Para peneliti juga menguji plasticizer baru yang disebut DEHT, yang digunakan untuk menggantikan phthalates dan menemukannya di 86 persen makanan yang diuji. DEHT belum diketahui secara pasti tentang efek kesehatannya, namun tim peneliti menemukan bahwa ini mirip dengan orto-ftalat, terkait dengan reseptor hormon.
Lebih lanjut, penelitian mencatat bahwa kelompok ras dan etnis tertentu cenderung lebih banyak mengonsumsi makanan cepat saji daripada yang lain karena banyak faktor, termasuk sejarah pemisahan tempat tinggal secara rasial. Edwards mengatakan bahwa lingkungan yang didominasi orang kulit hitam cenderung memiliki kepadatan restoran cepat saji yang lebih tinggi dan akses yang lebih sedikit ke makanan segar yang terjangkau.

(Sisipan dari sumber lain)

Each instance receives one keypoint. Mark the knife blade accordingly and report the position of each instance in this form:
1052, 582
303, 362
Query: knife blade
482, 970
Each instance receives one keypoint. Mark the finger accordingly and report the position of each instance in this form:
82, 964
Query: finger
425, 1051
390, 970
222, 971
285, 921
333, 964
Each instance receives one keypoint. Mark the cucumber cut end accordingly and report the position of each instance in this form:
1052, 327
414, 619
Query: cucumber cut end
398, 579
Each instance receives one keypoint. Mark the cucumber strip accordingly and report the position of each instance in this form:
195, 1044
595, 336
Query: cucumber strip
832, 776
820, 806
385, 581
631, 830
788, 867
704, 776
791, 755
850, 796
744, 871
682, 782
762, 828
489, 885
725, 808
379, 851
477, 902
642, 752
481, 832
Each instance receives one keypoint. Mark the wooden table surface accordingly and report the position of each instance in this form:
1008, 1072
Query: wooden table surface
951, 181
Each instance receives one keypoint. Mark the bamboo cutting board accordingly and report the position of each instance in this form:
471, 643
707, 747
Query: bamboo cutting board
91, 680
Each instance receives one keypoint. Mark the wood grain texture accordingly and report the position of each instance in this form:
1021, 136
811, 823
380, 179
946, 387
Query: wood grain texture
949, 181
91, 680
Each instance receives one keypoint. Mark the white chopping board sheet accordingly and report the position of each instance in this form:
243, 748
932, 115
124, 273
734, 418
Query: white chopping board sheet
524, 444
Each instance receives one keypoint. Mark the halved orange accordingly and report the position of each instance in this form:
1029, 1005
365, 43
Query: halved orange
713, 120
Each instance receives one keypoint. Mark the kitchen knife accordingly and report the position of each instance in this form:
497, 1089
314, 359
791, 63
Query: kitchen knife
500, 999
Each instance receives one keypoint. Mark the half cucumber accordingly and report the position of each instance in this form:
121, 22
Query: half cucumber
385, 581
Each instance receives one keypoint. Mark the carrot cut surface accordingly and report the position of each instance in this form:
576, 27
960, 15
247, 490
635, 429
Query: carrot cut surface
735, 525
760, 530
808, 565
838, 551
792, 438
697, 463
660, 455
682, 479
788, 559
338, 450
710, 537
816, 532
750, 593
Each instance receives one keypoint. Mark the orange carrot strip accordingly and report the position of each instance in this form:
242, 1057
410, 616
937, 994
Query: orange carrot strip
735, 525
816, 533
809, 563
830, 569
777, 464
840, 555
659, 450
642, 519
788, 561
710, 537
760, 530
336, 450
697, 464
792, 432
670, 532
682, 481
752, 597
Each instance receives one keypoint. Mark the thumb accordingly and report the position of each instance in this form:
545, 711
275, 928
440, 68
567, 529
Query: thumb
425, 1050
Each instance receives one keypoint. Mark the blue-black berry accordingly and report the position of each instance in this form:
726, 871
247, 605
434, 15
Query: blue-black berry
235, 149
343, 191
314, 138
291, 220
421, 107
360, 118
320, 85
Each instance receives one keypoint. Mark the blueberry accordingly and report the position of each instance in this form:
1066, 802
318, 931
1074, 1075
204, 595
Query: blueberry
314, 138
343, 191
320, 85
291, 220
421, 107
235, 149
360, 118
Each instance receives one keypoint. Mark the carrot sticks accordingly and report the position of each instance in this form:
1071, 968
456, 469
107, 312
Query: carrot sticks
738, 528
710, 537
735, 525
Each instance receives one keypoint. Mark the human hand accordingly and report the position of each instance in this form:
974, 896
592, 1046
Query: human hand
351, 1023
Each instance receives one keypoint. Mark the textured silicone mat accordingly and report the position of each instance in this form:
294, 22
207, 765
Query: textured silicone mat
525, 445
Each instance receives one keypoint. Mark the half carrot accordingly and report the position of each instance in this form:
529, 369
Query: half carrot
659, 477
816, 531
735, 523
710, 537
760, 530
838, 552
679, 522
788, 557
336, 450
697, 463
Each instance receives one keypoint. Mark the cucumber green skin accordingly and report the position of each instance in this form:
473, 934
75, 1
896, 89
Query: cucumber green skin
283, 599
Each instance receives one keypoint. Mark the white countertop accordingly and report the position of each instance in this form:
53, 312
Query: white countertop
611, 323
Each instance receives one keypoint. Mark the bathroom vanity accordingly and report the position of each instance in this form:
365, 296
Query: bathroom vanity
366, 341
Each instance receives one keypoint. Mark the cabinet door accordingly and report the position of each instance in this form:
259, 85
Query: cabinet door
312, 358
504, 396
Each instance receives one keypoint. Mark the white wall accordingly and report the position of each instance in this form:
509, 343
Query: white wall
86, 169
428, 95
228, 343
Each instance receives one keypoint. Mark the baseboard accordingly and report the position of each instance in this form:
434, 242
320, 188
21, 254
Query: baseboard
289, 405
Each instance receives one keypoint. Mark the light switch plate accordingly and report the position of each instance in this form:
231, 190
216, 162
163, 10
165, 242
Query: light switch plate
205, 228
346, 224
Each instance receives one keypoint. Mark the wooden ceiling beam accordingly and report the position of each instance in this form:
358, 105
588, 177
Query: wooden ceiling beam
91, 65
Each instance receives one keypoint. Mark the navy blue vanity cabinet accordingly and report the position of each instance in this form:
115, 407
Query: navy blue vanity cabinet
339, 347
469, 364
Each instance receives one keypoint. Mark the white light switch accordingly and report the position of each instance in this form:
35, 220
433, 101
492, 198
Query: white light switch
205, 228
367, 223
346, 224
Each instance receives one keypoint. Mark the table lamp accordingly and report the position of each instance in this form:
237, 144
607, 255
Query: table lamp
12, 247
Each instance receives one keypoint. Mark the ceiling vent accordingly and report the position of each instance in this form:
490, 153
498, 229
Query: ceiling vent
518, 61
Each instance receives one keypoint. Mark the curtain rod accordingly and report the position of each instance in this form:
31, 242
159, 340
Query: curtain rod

Karena orang kulit hitam di Amerika cenderung mengonsumsi lebih banyak makanan cepat saji daripada kelompok ras lainnya, pada akhirnya mereka mungkin terpapar tingkat phthalates dan bahan kimia lainnya yang lebih tinggi. Perempuan dari ras ini juga ditemukan memiliki peningkatan kadar beberapa phthalates dan paraben dalam urine karena bahan kimia yang digunakan oleh mereka dalam produk rambut.
"Mengingat kurangnya transparansi seputar bahan kimia ini, dorongan benar-benar tergantung pada regulator untuk menjauhkan phthalates dari makanan dan produk perawatan tubuh," jelas para penulis studi.